TritonSigmoid: A fast, padding-aware sigmoid attention kernel for GPUs [R]
Researchers open-source a sigmoid attention kernel that beats FlashAttention-2 by 43%.
Researchers have open-sourced TritonSigmoid, a fast, padding-aware sigmoid attention kernel for GPUs, optimized for single-cell foundation models. In such models, each cell is represented as a sequence of genes, and a single gene may be regulated by multiple transcription factors simultaneously. Traditional softmax attention forces these factors to compete for attention, but sigmoid allows the model to attend strongly to many genes at once. Because cells express anywhere from 200 to 16,000+ genes, the kernel natively handles variable-length padding, avoiding wasted compute on empty positions.

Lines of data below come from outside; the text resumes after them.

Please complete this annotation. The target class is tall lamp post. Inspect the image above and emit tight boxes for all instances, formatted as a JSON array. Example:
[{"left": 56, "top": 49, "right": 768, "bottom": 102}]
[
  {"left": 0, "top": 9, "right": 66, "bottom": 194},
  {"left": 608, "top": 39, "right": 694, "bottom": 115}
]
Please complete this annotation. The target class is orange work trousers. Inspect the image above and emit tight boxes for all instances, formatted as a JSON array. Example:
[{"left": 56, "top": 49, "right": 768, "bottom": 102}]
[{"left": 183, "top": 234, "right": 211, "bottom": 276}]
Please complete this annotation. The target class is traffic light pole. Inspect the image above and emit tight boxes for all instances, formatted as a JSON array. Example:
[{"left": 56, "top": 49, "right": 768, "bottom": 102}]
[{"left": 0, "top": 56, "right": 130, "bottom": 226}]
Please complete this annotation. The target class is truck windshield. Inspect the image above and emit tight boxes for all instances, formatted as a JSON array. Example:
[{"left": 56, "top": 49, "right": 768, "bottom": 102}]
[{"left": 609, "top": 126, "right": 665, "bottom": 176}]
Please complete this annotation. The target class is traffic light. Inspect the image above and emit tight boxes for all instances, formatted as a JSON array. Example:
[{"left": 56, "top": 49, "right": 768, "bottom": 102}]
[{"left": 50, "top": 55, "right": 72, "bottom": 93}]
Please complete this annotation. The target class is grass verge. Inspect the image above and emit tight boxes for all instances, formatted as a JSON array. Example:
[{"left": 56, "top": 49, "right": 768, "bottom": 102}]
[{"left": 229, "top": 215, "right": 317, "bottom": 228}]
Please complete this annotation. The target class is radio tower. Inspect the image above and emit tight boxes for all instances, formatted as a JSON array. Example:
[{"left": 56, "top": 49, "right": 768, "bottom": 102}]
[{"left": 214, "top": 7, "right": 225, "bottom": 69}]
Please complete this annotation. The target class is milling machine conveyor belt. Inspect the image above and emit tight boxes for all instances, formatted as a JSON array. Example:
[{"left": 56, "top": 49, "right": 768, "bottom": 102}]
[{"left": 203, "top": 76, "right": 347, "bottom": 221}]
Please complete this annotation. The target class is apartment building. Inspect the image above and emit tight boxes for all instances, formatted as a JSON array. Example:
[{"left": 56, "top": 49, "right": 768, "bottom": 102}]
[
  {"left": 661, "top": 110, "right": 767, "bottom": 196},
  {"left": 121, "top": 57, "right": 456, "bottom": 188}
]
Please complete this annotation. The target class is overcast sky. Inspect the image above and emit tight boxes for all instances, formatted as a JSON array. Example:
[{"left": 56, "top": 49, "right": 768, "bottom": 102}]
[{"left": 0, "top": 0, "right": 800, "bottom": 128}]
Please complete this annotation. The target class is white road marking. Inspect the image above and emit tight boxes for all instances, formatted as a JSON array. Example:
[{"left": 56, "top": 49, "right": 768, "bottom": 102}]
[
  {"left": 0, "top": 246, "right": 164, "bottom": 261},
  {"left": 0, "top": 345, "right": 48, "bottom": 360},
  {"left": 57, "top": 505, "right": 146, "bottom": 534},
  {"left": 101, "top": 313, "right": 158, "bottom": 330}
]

In experiments on an H100 GPU, TritonSigmoid achieved up to 515 TFLOPS, significantly outperforming FlashAttention-2 (361 TFLOPS) and FlashSigmoid (440 TFLOPS). It also delivered lower validation loss across six held-out datasets, 25% better cell-type separation in learned representations, and stable training in cases where softmax attention catastrophically diverges. This open-source release (paper and code available) promises more efficient and accurate attention for genomics and other domains requiring multi-token focus.
- Up to 515 TFLOPS on H100, beating FlashAttention-2 (361 TFLOPS) and FlashSigmoid (440 TFLOPS).
- 25% improvement in cell-type separation and lower validation loss across six datasets.
- Stable training where softmax attention diverges, with native variable-length padding support.
Why It Matters
Enables efficient, accurate attention for single-cell genomics and other variable-length sequence tasks.